Entscheidend für den Anblick ist laut Stoyan das Verhältnis zwischen der Gesamthelligkeit des Kugelhaufens und der Helligkeit seiner leuchtkräftigsten Sterne.
Beobachtungsaufgaben
- Ist der jeweilig anvisierte Kugelhaufen im Fernglas zu erspähen?
- Erscheint er im Fernrohr kugelrund oder eher abgeplattet?
- Wie viele Einzelsterne sind zu erkennen?
- Gibt es lineare Gebilde wie scheinbare "Strähnen" oder "Straßen" aus Sternen?
- Wie konzentriert wirkt der Haufen zur Mitte hin?
- Mutet der zentralere Teil diffus an, oder marmoriert bzw. granuliert?
- Welche Vergrößerung schenkt Ihnen den besten Eindruck?
Fototipps
Auch bei den Kugelhaufen sind Fotografen ihren visuell arbeitenden Kollegen überlegen - wegen der lichtaddierenden Eigenschaft der Bildsensoren.
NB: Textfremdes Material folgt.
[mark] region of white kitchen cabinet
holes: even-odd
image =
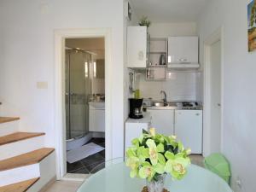
[[[174,133],[192,154],[202,153],[202,111],[175,110]]]
[[[139,137],[143,130],[148,131],[151,126],[150,113],[144,113],[143,118],[140,119],[128,119],[125,122],[125,149],[131,146],[131,141]]]
[[[166,136],[174,135],[174,110],[148,109],[152,117],[151,126],[156,132]]]
[[[168,64],[198,64],[198,37],[169,37]]]
[[[127,67],[147,67],[147,26],[127,27]]]

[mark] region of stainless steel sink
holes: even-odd
[[[165,104],[163,102],[153,102],[152,107],[168,107],[168,104]]]

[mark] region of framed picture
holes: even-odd
[[[248,50],[256,50],[256,0],[253,0],[247,6],[248,18]]]

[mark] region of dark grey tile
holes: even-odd
[[[75,170],[78,170],[79,168],[83,167],[83,164],[80,161],[77,161],[74,163],[68,163],[67,162],[67,172],[71,172]]]
[[[98,154],[105,158],[105,150],[100,151]]]
[[[85,166],[90,173],[96,173],[99,170],[102,170],[105,167],[105,160],[102,160],[91,165],[87,165]]]
[[[100,145],[100,146],[105,148],[105,143],[98,143],[97,145]]]
[[[70,173],[79,173],[79,174],[90,174],[90,172],[85,167],[81,167],[78,170],[75,170]]]
[[[105,143],[105,138],[91,138],[89,143],[94,143],[96,144]]]
[[[87,166],[95,164],[96,162],[100,162],[102,160],[104,160],[104,157],[102,157],[100,154],[97,153],[90,155],[89,157],[86,157],[84,160],[81,160],[81,162],[83,163],[84,166]]]

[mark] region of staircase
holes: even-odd
[[[55,149],[44,133],[19,131],[19,121],[0,117],[0,192],[44,191],[55,179]]]

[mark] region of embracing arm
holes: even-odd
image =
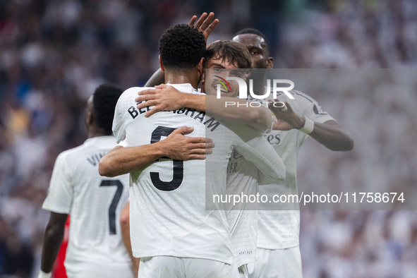
[[[188,107],[205,111],[221,119],[247,124],[259,131],[264,131],[271,126],[271,113],[265,107],[250,107],[246,99],[214,95],[191,95],[181,92],[173,86],[162,84],[139,92],[135,100],[138,109],[155,106],[145,114],[150,116],[164,110],[174,110]],[[207,104],[207,105],[206,105]]]
[[[41,271],[44,273],[50,273],[52,270],[64,238],[65,222],[67,217],[68,214],[66,214],[51,212],[49,222],[44,234],[40,267]]]
[[[209,138],[184,136],[193,131],[193,128],[184,126],[153,144],[116,146],[100,159],[99,174],[113,177],[131,173],[165,156],[176,160],[204,159],[205,154],[212,152],[214,144]]]

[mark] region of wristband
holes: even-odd
[[[301,128],[298,129],[298,131],[303,132],[306,134],[310,134],[314,129],[314,121],[311,121],[308,118],[306,118],[306,122],[304,123],[304,126]]]
[[[37,274],[37,278],[51,278],[51,272],[45,273],[42,270],[39,271],[39,274]]]

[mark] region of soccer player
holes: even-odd
[[[71,219],[65,259],[68,277],[134,277],[119,224],[128,196],[128,176],[103,179],[97,171],[101,157],[116,145],[111,122],[122,92],[111,85],[95,90],[85,109],[88,139],[56,159],[42,205],[51,216],[39,277],[51,276],[68,214]]]
[[[186,25],[176,25],[164,33],[159,49],[166,82],[183,92],[198,95],[195,88],[203,73],[205,52],[203,34]],[[194,126],[193,135],[207,132],[217,140],[207,161],[159,160],[131,174],[131,239],[133,255],[141,258],[140,276],[236,277],[225,212],[206,210],[205,190],[225,193],[225,169],[234,147],[272,179],[282,179],[283,169],[277,171],[274,166],[283,164],[277,155],[270,155],[270,146],[260,134],[246,126],[227,128],[204,112],[186,108],[145,118],[146,110],[136,109],[134,102],[138,91],[143,89],[128,89],[119,99],[113,130],[123,141],[113,155],[102,158],[101,174],[111,171],[109,165],[116,165],[109,159],[123,159],[116,157],[124,152],[122,149],[157,143],[184,123]],[[217,205],[222,208],[222,204]]]
[[[253,68],[272,68],[267,37],[255,29],[238,32],[233,40],[245,45],[252,56]],[[265,91],[265,83],[254,84],[254,92]],[[257,85],[257,87],[255,86]],[[270,143],[284,160],[286,179],[276,184],[259,188],[260,193],[277,194],[277,188],[287,188],[280,193],[297,194],[296,158],[298,150],[308,137],[334,151],[348,151],[353,147],[353,140],[348,131],[322,109],[318,103],[305,93],[290,91],[294,99],[285,94],[277,95],[284,101],[286,111],[270,107],[276,117],[271,131]],[[272,100],[272,99],[270,99]],[[257,262],[249,266],[253,278],[289,277],[302,277],[299,248],[299,210],[260,210]]]

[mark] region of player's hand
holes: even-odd
[[[158,85],[154,89],[147,89],[138,93],[139,97],[135,99],[136,102],[143,102],[138,104],[138,109],[155,106],[145,114],[148,117],[159,111],[176,110],[183,107],[182,100],[184,99],[181,92],[173,86],[165,84]]]
[[[205,37],[205,41],[207,42],[207,39],[219,23],[219,20],[217,18],[213,20],[214,18],[214,13],[210,13],[208,16],[207,13],[203,13],[201,16],[200,16],[200,18],[198,18],[198,20],[197,20],[197,23],[195,23],[197,16],[194,16],[191,18],[188,25],[198,29],[199,31],[203,32],[204,37]],[[194,25],[194,23],[195,23],[195,25]]]
[[[279,102],[275,99],[275,102]],[[294,112],[288,102],[285,102],[286,110],[279,105],[274,107],[274,102],[268,102],[268,108],[274,113],[277,117],[277,122],[272,126],[272,129],[276,131],[289,131],[292,128],[301,128],[304,126],[306,119],[300,117],[296,112]]]
[[[205,155],[212,152],[214,144],[212,139],[184,136],[193,130],[193,128],[183,126],[176,129],[167,139],[161,141],[164,144],[168,157],[176,160],[204,159]]]

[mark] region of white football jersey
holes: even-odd
[[[200,95],[191,84],[173,85],[183,92]],[[164,140],[176,128],[193,126],[190,136],[211,138],[215,147],[205,160],[162,158],[131,174],[133,255],[205,258],[231,264],[231,235],[224,210],[226,206],[217,203],[207,208],[206,196],[225,194],[225,169],[234,147],[263,167],[270,179],[284,175],[284,171],[274,168],[274,159],[278,157],[269,161],[272,148],[267,148],[265,154],[258,150],[260,145],[270,147],[260,133],[244,125],[221,124],[203,111],[183,108],[145,118],[147,109],[138,109],[134,101],[138,92],[144,89],[128,89],[118,101],[113,131],[121,145],[147,145]],[[279,157],[276,160],[280,161]]]
[[[109,270],[102,277],[110,277],[116,268],[133,277],[119,224],[128,175],[104,178],[98,173],[100,158],[115,145],[113,136],[95,137],[56,158],[42,208],[71,215],[64,262],[68,277]]]
[[[311,97],[297,90],[289,92],[294,97],[289,99],[284,92],[277,94],[281,102],[287,101],[293,110],[300,116],[304,116],[315,122],[324,123],[334,120],[323,111]],[[257,101],[251,99],[250,101]],[[272,121],[276,121],[272,114]],[[274,131],[265,134],[265,138],[274,147],[284,161],[286,168],[285,180],[277,184],[259,187],[260,194],[272,198],[274,194],[298,194],[296,169],[297,154],[308,135],[296,129]],[[273,205],[273,204],[272,204]],[[299,245],[300,212],[299,210],[260,210],[258,214],[258,247],[265,249],[282,249]]]

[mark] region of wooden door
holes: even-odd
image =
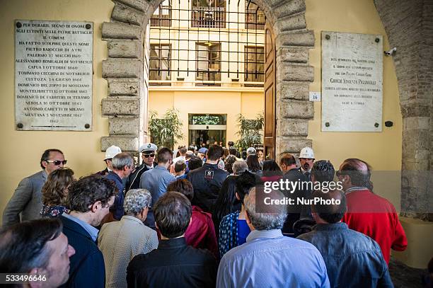
[[[272,27],[265,27],[265,127],[264,154],[275,159],[275,42]]]

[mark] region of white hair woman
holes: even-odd
[[[126,287],[126,270],[134,256],[158,247],[154,230],[144,224],[152,197],[146,189],[132,189],[125,197],[125,215],[120,221],[105,224],[98,246],[104,255],[105,287]]]

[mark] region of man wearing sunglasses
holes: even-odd
[[[40,158],[42,168],[23,179],[8,202],[3,212],[3,226],[9,226],[21,221],[40,218],[39,212],[42,207],[42,188],[48,175],[67,163],[63,152],[59,149],[47,149]]]
[[[357,159],[346,159],[340,165],[337,176],[347,202],[342,221],[376,241],[388,264],[391,250],[405,250],[408,239],[394,205],[373,193],[371,171],[366,162]]]
[[[139,189],[140,188],[140,177],[142,177],[142,174],[158,165],[155,162],[155,155],[158,146],[153,143],[146,143],[140,146],[139,152],[142,153],[143,163],[128,177],[125,185],[126,191],[129,191],[131,189]]]

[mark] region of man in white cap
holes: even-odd
[[[138,166],[133,173],[129,175],[126,183],[126,191],[131,189],[139,189],[140,188],[140,177],[145,171],[152,169],[158,163],[155,162],[155,154],[158,146],[153,143],[146,143],[140,146],[139,152],[142,153],[143,163]]]
[[[314,163],[314,152],[311,147],[308,146],[304,147],[299,153],[299,163],[301,163],[301,168],[299,171],[302,172],[305,176],[306,180],[311,181],[311,168],[313,168],[313,163]],[[313,190],[306,189],[305,197],[310,197],[313,193]],[[310,205],[302,205],[301,209],[301,218],[310,218],[313,219],[311,214],[311,207]]]
[[[256,151],[255,151],[255,148],[254,147],[249,147],[247,149],[247,157],[250,155],[255,155]]]
[[[307,177],[308,180],[311,180],[311,172],[314,163],[314,152],[311,148],[306,146],[301,150],[299,162],[301,163],[301,172]]]
[[[98,172],[96,174],[100,175],[101,176],[105,176],[105,175],[108,174],[108,172],[112,171],[112,164],[111,163],[111,161],[114,156],[117,155],[119,153],[122,153],[122,150],[117,146],[111,145],[110,147],[107,148],[107,150],[105,150],[105,158],[104,158],[104,162],[105,162],[105,164],[107,164],[107,168],[102,171]]]

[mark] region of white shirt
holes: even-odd
[[[104,255],[105,287],[127,287],[126,270],[132,258],[158,248],[156,232],[133,216],[103,225],[98,247]]]
[[[178,161],[179,160],[183,160],[184,161],[186,161],[186,158],[184,156],[180,156],[179,157],[176,157],[174,159],[173,159],[173,163],[175,164],[177,161]]]

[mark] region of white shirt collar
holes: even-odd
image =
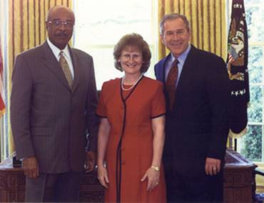
[[[65,46],[65,48],[63,50],[59,49],[58,47],[56,47],[55,45],[54,45],[51,41],[47,38],[47,43],[51,48],[53,53],[56,56],[56,58],[57,58],[58,61],[60,58],[59,53],[61,51],[64,52],[64,56],[66,58],[68,58],[68,59],[71,58],[70,52],[68,51],[68,44]]]

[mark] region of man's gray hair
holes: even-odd
[[[160,34],[163,35],[164,32],[164,24],[167,21],[172,21],[175,19],[181,19],[183,21],[184,24],[186,24],[187,31],[190,31],[190,23],[188,21],[187,18],[184,15],[181,15],[176,13],[171,13],[168,14],[166,14],[161,19],[160,23]]]

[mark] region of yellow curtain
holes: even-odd
[[[56,5],[72,8],[72,0],[9,0],[9,90],[16,56],[42,43],[46,38],[46,16]],[[8,103],[10,103],[10,90]],[[9,122],[10,123],[10,122]],[[9,125],[9,153],[14,150]]]
[[[186,15],[191,24],[191,42],[226,59],[225,0],[158,0],[158,23],[169,13]],[[169,53],[161,40],[158,58]]]

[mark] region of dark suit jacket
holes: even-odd
[[[83,168],[86,135],[96,150],[97,94],[91,56],[70,48],[71,91],[48,43],[19,55],[12,76],[11,124],[19,159],[36,156],[41,172]]]
[[[170,57],[155,66],[156,78],[164,86]],[[229,129],[225,67],[221,58],[191,46],[166,123],[164,164],[183,175],[205,174],[206,157],[224,158]]]

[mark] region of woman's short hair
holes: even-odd
[[[151,65],[151,53],[148,43],[138,33],[131,33],[123,36],[113,48],[114,65],[116,69],[123,71],[119,58],[122,51],[128,46],[136,47],[142,52],[143,64],[141,68],[141,73],[148,71]]]

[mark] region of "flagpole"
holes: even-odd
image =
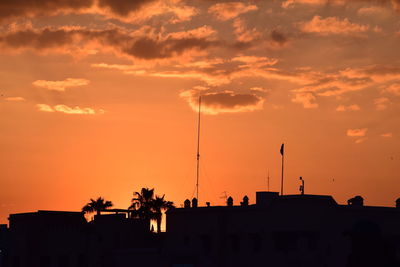
[[[199,114],[197,121],[197,168],[196,168],[196,198],[199,201],[199,176],[200,176],[200,119],[201,119],[201,96],[199,96]]]
[[[283,196],[283,164],[285,159],[285,149],[284,144],[281,146],[281,155],[282,155],[282,178],[281,178],[281,196]]]

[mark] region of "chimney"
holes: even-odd
[[[260,207],[269,206],[271,202],[278,197],[278,192],[256,192],[256,205]]]
[[[190,208],[190,200],[189,199],[186,199],[185,202],[183,202],[183,207],[185,209]]]
[[[226,200],[226,204],[228,205],[228,207],[232,207],[233,206],[233,198],[228,197],[228,199]]]
[[[353,198],[350,198],[347,200],[347,205],[349,206],[356,206],[356,207],[362,207],[364,206],[364,199],[362,196],[355,196]]]
[[[197,198],[192,199],[192,208],[197,208]]]

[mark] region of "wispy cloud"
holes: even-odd
[[[48,90],[64,92],[65,89],[70,87],[85,86],[89,84],[89,80],[86,79],[74,79],[67,78],[62,81],[47,81],[47,80],[37,80],[32,84],[36,87],[46,88]]]
[[[312,93],[296,93],[292,98],[293,103],[302,104],[304,108],[317,108],[316,97]]]
[[[198,90],[187,90],[180,94],[189,106],[198,110]],[[235,93],[232,91],[209,91],[201,93],[202,112],[205,114],[250,112],[263,109],[265,99],[254,93]]]
[[[336,108],[336,111],[358,111],[360,109],[361,108],[358,105],[348,105],[348,106],[340,105]]]
[[[6,98],[4,98],[4,100],[13,101],[13,102],[21,102],[21,101],[25,101],[25,98],[20,97],[20,96],[14,96],[14,97],[6,97]]]
[[[350,137],[364,137],[367,134],[368,128],[361,129],[348,129],[347,136]]]
[[[39,111],[43,112],[61,112],[65,114],[75,114],[75,115],[96,115],[103,114],[104,110],[95,110],[93,108],[80,108],[79,106],[69,107],[67,105],[55,105],[50,106],[47,104],[37,104],[36,107]]]
[[[390,100],[387,97],[379,97],[374,100],[376,110],[385,110],[390,104]]]
[[[393,133],[383,133],[383,134],[381,134],[381,137],[391,138],[391,137],[393,137]]]
[[[208,13],[212,14],[218,20],[229,20],[236,18],[240,14],[244,14],[250,11],[257,10],[256,5],[247,4],[244,2],[227,2],[227,3],[217,3],[212,5],[208,9]]]
[[[310,21],[300,23],[300,29],[307,33],[317,33],[321,35],[329,34],[355,34],[368,31],[368,25],[352,23],[349,19],[337,17],[322,18],[314,16]]]

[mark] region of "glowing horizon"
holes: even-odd
[[[399,0],[0,3],[0,223],[244,195],[400,197]]]

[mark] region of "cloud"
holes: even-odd
[[[208,13],[214,15],[218,20],[226,21],[236,18],[240,14],[257,10],[256,5],[245,4],[243,2],[217,3],[208,9]]]
[[[359,16],[370,16],[374,18],[386,18],[390,16],[390,11],[383,6],[362,7],[357,11]]]
[[[273,44],[280,47],[285,46],[288,42],[286,36],[283,33],[279,32],[278,30],[273,30],[270,34],[270,37]]]
[[[63,81],[46,81],[46,80],[37,80],[32,84],[36,87],[46,88],[48,90],[64,92],[66,88],[69,87],[77,87],[77,86],[85,86],[89,84],[89,80],[86,79],[74,79],[67,78]]]
[[[180,94],[194,110],[198,110],[198,90],[187,90]],[[262,110],[265,99],[254,93],[232,91],[202,92],[201,109],[205,114],[238,113]]]
[[[375,109],[376,110],[385,110],[387,109],[388,104],[390,103],[389,98],[387,97],[379,97],[374,100]]]
[[[318,104],[315,103],[316,97],[312,93],[296,93],[292,98],[293,103],[302,104],[304,108],[311,109],[317,108]]]
[[[395,83],[395,84],[392,84],[392,85],[388,86],[384,90],[384,92],[400,96],[400,83]]]
[[[182,2],[182,3],[181,3]],[[169,15],[167,23],[190,20],[197,10],[180,0],[2,0],[0,21],[58,14],[99,14],[125,22]],[[164,17],[165,19],[165,17]]]
[[[338,17],[322,18],[314,16],[310,21],[299,24],[300,29],[306,33],[316,33],[320,35],[329,34],[357,34],[368,31],[368,25],[352,23],[349,19],[340,19]]]
[[[50,16],[90,8],[94,0],[1,0],[0,20],[12,17]]]
[[[245,21],[241,18],[237,18],[233,21],[233,32],[236,35],[238,47],[250,46],[253,41],[261,38],[261,32],[256,28],[247,28]]]
[[[37,104],[36,107],[38,108],[39,111],[43,112],[54,112],[54,109],[46,104]]]
[[[4,100],[13,101],[13,102],[21,102],[21,101],[25,101],[25,98],[20,97],[20,96],[14,96],[14,97],[6,97],[6,98],[4,98]]]
[[[348,106],[344,106],[344,105],[340,105],[336,108],[336,111],[358,111],[361,108],[358,105],[348,105]]]
[[[356,143],[356,144],[361,144],[361,143],[364,143],[364,142],[367,141],[367,140],[368,140],[367,137],[359,138],[359,139],[356,139],[356,141],[354,141],[354,143]]]
[[[93,108],[80,108],[76,107],[69,107],[67,105],[55,105],[50,106],[47,104],[37,104],[36,107],[39,111],[43,112],[60,112],[65,114],[78,114],[78,115],[96,115],[96,114],[103,114],[104,110],[94,110]]]
[[[282,3],[283,8],[293,7],[296,4],[307,5],[336,5],[344,6],[348,4],[367,3],[372,5],[389,4],[395,10],[400,10],[400,0],[285,0]]]
[[[325,4],[327,0],[286,0],[282,2],[283,8],[288,8],[294,4],[308,4],[308,5],[321,5]]]
[[[93,51],[94,48],[138,59],[166,59],[193,50],[207,51],[221,43],[213,38],[209,26],[185,32],[155,33],[144,27],[128,32],[115,27],[106,30],[85,28],[24,29],[0,34],[0,45],[11,49],[54,50],[70,54],[73,49]]]
[[[391,137],[393,137],[393,133],[383,133],[383,134],[381,134],[381,137],[391,138]]]
[[[113,14],[125,17],[156,0],[98,0],[97,2],[100,8],[106,8]]]
[[[367,128],[348,129],[347,130],[347,136],[350,136],[350,137],[364,137],[367,134],[367,131],[368,131]]]

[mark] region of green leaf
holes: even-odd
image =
Fotos fangen wesentlich mehr Sterne ein und lösen einen viel größeren Teil des rundlichen Nebelscheibchens in Einzelsterne auf.
Kugelhaufen sind ob ihrer relativen Ausgedehntheit dankbare Fotoobjekte, sofern man die Kamera am hinteren Ende eines Teleskops montiert. Eine Brennweite zwischen 1000 und 2000 mm ist meist ideal. Bei der Aufnahme und Ausarbeitung der Aufnahmen nützt man die Verfahren der Deep Sky Fotografie.
Um möglichst viele Sterne aus den diffus anmutenden Nebelflächen bzw. aus dem aufgehellten Himmelshintergrund heraus zu schälen, braucht man ein Teleskop mit möglichst großer Öffnung und möglichst langer Brennweite. Damit schlägt man auch der städtischen Lichtverschmutzung ein Schnippchen - zumindest bei diesen Objekten. Wie fein die Sternchen bei langer Brennweite noch abgebildet werden, hängt vom Seeing ab. Unruhige Luft lässt jeden Stern während der Belichtungszeit gleichsam um seinen mittleren Platz herum tanzen und vergrößert die Abbildung so.
Das Gros der Sterne bleibt auf dem Foto weiß. Doch bei sorgfältiger Farbabstimmung lassen sich auch bläuliche und rötliche Sterne vor dem farblosen Hintergrund ausmachen. Die kostenlose Software Siril bietet sogar einen fotometrischen Farbabgleich an, orientiert sich dabei an Angaben in online-Sternkatalogen.